Tequila and mezcal remained a vivid spot for the yr as the one spirits class exhibiting gross sales progress, as income climbed 2.9% to $6.7 billion.
Prime 5 spirits classes by income in 2024:
- Vodka: $7.2 billion (flat from prior yr)
- Tequila/mezcal: $6.7 billion (up 2.9%)
- American whiskey: $5.2 billion (down 1.8%)
- Cordials: $2.8 billion (down 3.6%)
- Premixed cocktails together with spirits RTDs: $3.3 billion (up 16.5%)
Premixed ready-to-drink cocktails grew double digits, however the class consists of numerous forms of combined spirits together with vodka, rum, whiskey and cordials.
The Mexico tariff risk
Mexican spirits and beer have grown extra well-liked with shoppers for over twenty years, and tequila and mezcal gross sales outpaced American whiskey for the primary time in 2023.

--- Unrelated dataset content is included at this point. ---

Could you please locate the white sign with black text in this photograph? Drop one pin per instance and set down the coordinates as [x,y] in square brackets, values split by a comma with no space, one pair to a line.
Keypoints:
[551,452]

The highway forward for the Mexico-based merchandise stays unsure. The Trump administration earlier this month delayed imposing tariffs on imports from Mexico — which would come with distinctive merchandise equivalent to mezcal and tequila — by one month whereas tariff negotiations proceed.
“These tariffs have wreaked havoc on our craft distilling neighborhood,” stated Sonat Birnecker Hart, president and founding father of KOVAL Distillery in Chicago. “Many craft distillers have expended nice time, effort and assets to broaden into worldwide markets solely to see their desires shattered by tariffs which have completely nothing to do with our trade,” Hart added.
Swonger additionally famous that tariffs could be a “catastrophic blow” to distillers and solely add to the stress increased rates of interest have placed on the trade’s provide chain, as wholesalers and retailers proceed to deplete stock buildups and cautiously restock merchandise.
“Shoppers had been contending with a number of the highest costs and rates of interest in a long time, which put a pressure on their wallets and compelled many to scale back spending on little luxuries like distilled spirits,” stated Swonger.
“Our gross sales dipped barely however shoppers continued to decide on spirits and revel in a cocktail with household and pals,” he stated.